Michelle Bachelet, la más probable próxima presidenta de Chile, de acuerdo a las encuestas, se encontraba con frecuencia, en el ascensor del edificio de Santiago donde vivía, con el que fue su torturador. El hombre se miraba la punta de los zapatos mientras duraba el ascenso o descenso en la caja del ascensor, y ella buscaba su mirada para demostrarse a sí misma que ya no le tenía miedo. El asunto parece el argumento de una obra de teatro, como La muerte y la doncella, de Ariel Dorfman. Pero no, no es ningún invento; es parte de la realidad esquizofrénica y a la vez integrada que el Chile de hoy heredó.

El presidente Ricardo Lagos ha recibido hace poco, de manos del obispo Sergio Valech, presidente de la Comisión Nacional sobre Prisión Política y Tortura, un grueso legajo. El tomo contiene un panorama sobre el ejercicio de la violencia institucional en Chile y las declaraciones de más de 35.000 personas que fueron torturadas por las fuerzas armadas, la policía, o los organismos de inteligencia de Pinochet durante su dictadura. Al recibirlo, Lagos ha dicho que se siente orgulloso del modo en que Chile está enfrentando su pasado, yendo mucho más allá de lo que otros países en circunstancias similares han hecho.

Podría parecer una afirmación de orgullo nacionalista -en un asunto en el que poco o nada hay de qué enorgullecerse-, pero Lagos sabe de lo que habla. Entre los países en procesos de transición a la democracia, luego de periodos dictatoriales, son varios los que decidieron enfrentar su pasado mediante el mecanismo de Comisiones de Verdad y Reconciliación.

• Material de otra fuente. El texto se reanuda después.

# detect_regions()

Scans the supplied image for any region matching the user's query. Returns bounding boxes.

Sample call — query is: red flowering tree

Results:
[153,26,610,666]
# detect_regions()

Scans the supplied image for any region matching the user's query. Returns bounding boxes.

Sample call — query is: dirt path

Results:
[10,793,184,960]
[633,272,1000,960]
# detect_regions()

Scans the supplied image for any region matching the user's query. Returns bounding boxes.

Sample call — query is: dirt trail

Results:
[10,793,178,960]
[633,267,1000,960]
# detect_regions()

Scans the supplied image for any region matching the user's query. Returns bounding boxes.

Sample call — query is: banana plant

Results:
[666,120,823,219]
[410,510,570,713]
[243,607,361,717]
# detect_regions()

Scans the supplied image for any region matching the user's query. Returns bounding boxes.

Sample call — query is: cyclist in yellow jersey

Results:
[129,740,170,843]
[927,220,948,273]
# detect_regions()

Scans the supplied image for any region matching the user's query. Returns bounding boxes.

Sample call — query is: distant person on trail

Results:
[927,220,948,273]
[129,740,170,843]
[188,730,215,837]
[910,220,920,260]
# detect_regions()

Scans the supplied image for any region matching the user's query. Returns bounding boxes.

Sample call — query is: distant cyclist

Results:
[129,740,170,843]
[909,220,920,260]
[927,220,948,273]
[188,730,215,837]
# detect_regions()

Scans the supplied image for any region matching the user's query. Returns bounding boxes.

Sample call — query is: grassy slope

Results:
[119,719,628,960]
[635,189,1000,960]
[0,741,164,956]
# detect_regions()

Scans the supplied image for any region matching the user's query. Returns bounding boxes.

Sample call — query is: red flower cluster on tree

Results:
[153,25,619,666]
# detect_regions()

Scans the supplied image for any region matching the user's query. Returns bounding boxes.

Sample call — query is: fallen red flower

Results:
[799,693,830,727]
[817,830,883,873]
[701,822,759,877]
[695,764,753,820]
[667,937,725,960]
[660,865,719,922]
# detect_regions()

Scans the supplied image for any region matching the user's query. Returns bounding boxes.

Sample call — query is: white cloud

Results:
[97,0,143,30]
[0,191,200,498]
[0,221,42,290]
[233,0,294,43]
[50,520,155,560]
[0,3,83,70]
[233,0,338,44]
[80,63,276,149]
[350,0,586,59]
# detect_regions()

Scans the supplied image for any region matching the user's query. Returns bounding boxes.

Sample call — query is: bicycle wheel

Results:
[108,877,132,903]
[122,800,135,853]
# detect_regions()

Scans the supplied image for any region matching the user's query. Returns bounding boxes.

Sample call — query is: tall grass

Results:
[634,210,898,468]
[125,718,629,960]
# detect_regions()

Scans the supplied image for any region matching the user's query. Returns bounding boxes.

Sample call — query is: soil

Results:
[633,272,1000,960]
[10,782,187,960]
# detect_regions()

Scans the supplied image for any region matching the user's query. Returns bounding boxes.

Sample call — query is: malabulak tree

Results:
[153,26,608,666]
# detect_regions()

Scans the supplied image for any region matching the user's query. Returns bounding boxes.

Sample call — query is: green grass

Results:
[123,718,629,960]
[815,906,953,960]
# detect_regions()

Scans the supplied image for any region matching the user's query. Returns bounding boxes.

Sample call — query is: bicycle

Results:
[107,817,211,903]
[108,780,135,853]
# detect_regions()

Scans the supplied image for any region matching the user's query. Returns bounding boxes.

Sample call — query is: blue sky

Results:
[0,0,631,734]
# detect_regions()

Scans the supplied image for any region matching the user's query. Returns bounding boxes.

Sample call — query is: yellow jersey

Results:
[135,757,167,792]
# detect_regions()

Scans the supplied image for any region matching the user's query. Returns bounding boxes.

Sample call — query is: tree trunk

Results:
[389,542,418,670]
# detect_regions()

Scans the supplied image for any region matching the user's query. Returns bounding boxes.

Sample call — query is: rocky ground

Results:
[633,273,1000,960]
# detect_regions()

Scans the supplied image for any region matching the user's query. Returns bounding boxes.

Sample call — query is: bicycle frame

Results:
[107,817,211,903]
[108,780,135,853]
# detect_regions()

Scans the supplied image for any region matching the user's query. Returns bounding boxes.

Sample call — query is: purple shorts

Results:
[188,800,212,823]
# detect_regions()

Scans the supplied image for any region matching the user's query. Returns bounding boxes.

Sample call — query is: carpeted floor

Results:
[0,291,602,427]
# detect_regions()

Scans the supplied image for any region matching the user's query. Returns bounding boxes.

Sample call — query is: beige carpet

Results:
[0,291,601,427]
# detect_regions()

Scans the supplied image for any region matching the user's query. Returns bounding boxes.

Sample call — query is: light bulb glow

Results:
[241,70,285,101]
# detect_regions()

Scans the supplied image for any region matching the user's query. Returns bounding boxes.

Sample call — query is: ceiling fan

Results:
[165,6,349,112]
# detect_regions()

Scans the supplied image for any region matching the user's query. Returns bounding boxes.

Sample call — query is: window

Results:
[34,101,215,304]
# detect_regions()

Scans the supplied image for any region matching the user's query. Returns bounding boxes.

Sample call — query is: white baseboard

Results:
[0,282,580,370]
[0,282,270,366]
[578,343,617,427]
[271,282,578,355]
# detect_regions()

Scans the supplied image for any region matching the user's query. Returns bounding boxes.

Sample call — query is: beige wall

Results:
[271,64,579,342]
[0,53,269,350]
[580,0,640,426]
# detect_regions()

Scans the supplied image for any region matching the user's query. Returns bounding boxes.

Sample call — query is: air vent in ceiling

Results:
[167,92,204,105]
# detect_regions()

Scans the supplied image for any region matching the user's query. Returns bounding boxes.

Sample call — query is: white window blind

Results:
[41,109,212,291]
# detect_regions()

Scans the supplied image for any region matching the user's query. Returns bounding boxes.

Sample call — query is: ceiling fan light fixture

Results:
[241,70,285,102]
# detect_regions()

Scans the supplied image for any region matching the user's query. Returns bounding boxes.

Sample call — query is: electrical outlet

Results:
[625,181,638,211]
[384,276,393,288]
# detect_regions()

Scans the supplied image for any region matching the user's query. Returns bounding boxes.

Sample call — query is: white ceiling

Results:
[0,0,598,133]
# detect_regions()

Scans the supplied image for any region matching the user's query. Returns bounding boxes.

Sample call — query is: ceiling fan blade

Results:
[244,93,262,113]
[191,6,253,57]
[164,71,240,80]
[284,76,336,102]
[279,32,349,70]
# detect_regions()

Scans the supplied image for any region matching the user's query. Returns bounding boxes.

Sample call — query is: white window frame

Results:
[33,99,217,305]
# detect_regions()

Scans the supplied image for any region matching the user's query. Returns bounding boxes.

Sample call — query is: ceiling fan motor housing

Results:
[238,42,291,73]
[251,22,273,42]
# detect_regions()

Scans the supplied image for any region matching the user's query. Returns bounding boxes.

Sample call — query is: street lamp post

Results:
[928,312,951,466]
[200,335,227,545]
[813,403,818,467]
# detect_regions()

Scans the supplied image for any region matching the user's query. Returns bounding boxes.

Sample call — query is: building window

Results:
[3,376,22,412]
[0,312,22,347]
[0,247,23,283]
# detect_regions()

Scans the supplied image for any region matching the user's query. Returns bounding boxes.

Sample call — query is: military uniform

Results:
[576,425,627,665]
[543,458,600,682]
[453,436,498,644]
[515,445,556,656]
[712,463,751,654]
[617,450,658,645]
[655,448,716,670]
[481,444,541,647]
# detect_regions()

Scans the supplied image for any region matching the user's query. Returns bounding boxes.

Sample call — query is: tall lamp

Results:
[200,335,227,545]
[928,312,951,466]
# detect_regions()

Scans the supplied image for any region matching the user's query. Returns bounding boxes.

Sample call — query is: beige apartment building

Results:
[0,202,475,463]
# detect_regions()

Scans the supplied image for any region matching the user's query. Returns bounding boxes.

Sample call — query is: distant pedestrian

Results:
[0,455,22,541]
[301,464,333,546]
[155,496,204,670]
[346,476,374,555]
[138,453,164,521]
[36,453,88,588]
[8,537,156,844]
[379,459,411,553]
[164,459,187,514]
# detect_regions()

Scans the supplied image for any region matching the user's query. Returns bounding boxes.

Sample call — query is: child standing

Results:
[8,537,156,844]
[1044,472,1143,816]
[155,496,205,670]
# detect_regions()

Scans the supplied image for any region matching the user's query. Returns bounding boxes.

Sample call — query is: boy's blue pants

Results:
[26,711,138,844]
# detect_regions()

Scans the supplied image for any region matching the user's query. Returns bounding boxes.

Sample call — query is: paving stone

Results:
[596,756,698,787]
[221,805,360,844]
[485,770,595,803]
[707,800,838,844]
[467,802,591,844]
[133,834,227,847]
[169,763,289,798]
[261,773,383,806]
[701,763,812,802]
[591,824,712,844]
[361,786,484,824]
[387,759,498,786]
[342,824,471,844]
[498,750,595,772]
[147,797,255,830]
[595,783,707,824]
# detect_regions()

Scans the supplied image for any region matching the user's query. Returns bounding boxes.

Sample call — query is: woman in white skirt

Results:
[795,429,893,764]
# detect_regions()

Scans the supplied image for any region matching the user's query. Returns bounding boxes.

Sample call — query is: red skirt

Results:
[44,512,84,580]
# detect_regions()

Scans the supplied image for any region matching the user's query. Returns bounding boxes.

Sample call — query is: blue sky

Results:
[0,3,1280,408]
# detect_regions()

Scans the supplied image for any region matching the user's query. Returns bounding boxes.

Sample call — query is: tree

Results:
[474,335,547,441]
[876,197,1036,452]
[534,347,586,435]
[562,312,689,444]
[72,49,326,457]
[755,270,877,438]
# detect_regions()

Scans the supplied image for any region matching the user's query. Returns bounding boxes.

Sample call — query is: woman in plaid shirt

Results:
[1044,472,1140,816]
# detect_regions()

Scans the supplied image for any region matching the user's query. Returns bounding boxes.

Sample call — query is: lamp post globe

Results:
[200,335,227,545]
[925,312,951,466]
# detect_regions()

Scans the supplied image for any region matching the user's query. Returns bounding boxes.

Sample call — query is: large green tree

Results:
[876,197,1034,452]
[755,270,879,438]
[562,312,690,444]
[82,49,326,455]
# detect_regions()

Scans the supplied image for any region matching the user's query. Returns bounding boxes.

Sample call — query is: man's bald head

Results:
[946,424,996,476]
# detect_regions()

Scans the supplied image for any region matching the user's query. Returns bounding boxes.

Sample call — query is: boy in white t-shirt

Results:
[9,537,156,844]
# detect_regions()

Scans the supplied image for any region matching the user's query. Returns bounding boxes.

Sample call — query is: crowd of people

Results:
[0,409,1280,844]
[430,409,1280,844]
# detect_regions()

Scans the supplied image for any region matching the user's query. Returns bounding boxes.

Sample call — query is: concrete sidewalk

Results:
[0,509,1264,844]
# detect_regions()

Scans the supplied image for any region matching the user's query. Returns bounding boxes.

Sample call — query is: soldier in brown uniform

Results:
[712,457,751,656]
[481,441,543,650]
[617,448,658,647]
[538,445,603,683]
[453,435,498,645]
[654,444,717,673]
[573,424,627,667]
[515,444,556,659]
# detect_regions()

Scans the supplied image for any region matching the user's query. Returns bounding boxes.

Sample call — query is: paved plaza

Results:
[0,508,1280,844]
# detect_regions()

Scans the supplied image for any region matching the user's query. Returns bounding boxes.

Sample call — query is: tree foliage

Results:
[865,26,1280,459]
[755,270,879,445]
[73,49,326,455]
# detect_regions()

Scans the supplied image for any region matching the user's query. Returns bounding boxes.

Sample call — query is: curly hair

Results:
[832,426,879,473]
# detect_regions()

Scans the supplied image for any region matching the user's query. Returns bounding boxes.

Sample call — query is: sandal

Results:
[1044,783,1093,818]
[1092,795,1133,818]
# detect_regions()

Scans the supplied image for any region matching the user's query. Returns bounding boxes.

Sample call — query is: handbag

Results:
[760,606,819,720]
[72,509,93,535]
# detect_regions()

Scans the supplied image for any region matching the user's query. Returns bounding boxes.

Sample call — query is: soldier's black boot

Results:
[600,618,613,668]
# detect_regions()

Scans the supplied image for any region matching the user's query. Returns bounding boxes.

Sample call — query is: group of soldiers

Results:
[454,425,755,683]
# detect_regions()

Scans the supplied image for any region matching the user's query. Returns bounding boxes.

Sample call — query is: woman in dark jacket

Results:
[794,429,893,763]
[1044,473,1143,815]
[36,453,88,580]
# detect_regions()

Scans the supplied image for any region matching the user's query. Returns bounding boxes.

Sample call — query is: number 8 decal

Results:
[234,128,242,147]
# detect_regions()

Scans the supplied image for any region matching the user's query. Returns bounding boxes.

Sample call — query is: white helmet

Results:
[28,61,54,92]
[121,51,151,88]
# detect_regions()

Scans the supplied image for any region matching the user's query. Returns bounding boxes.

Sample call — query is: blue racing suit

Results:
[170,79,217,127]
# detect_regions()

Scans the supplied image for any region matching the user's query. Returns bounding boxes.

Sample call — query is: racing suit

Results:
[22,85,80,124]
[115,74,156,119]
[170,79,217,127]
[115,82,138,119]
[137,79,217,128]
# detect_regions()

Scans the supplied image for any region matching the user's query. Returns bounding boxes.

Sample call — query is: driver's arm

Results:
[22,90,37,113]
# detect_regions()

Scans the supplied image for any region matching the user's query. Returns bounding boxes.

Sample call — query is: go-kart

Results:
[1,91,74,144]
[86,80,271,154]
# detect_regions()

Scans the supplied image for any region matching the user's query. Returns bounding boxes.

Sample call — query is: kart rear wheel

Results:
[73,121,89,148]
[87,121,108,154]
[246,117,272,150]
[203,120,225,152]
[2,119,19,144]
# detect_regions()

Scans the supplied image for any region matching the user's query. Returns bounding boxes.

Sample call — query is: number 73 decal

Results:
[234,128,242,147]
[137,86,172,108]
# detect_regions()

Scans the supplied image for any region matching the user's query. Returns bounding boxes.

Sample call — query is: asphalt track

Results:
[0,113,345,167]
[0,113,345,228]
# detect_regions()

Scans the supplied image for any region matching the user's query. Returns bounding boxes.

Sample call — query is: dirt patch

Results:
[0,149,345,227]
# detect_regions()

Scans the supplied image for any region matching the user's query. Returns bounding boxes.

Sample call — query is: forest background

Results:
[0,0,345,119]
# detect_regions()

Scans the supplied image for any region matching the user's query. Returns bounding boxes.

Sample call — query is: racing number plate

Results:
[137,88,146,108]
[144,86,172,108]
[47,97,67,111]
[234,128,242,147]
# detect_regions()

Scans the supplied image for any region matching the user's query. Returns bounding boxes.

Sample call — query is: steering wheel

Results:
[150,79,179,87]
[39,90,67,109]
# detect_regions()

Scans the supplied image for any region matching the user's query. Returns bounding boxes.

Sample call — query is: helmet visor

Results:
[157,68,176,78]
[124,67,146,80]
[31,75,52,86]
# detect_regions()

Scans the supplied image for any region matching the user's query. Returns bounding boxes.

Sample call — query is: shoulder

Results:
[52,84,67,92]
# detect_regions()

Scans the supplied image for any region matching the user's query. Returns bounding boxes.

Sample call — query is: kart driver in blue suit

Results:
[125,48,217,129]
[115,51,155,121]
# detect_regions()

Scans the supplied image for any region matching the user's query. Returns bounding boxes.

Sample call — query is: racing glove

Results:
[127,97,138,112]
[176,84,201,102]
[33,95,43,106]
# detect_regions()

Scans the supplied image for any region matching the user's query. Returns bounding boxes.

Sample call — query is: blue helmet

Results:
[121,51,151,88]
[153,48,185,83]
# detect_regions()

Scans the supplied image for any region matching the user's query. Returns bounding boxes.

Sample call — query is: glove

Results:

El caso surafricano, con la comisión presidida por el obispo Desmond Tutu, o el caso argentino con la comisión encabezada por Ernesto Sábato, son los más recordados. Chile también hizo lo propio creando, a poco de retornada la democracia, la Comisión Rettig -por el nombre de un jurista de prestigio unánime-. La Comisión se abocó al estudio de las violaciones de derechos humanos que tuvieron como resultado la muerte o desaparición de personas estableciendo 3.197 de esos casos (de ellos, un tercio son desaparecidos).

El objetivo de estas comisiones elude a veces la comprensión de quienes nos observan desde democracias estables, con Estados de derecho que no han sido sometidos a pruebas extremas en mucho tiempo. ¿Por qué no se lleva simplemente a los tribunales a los responsables de estas atrocidades? ¿Cómo fue posible que -en el caso surafricano- el criminal que accedió a declarar ante esa comisión vio garantizada su impunidad?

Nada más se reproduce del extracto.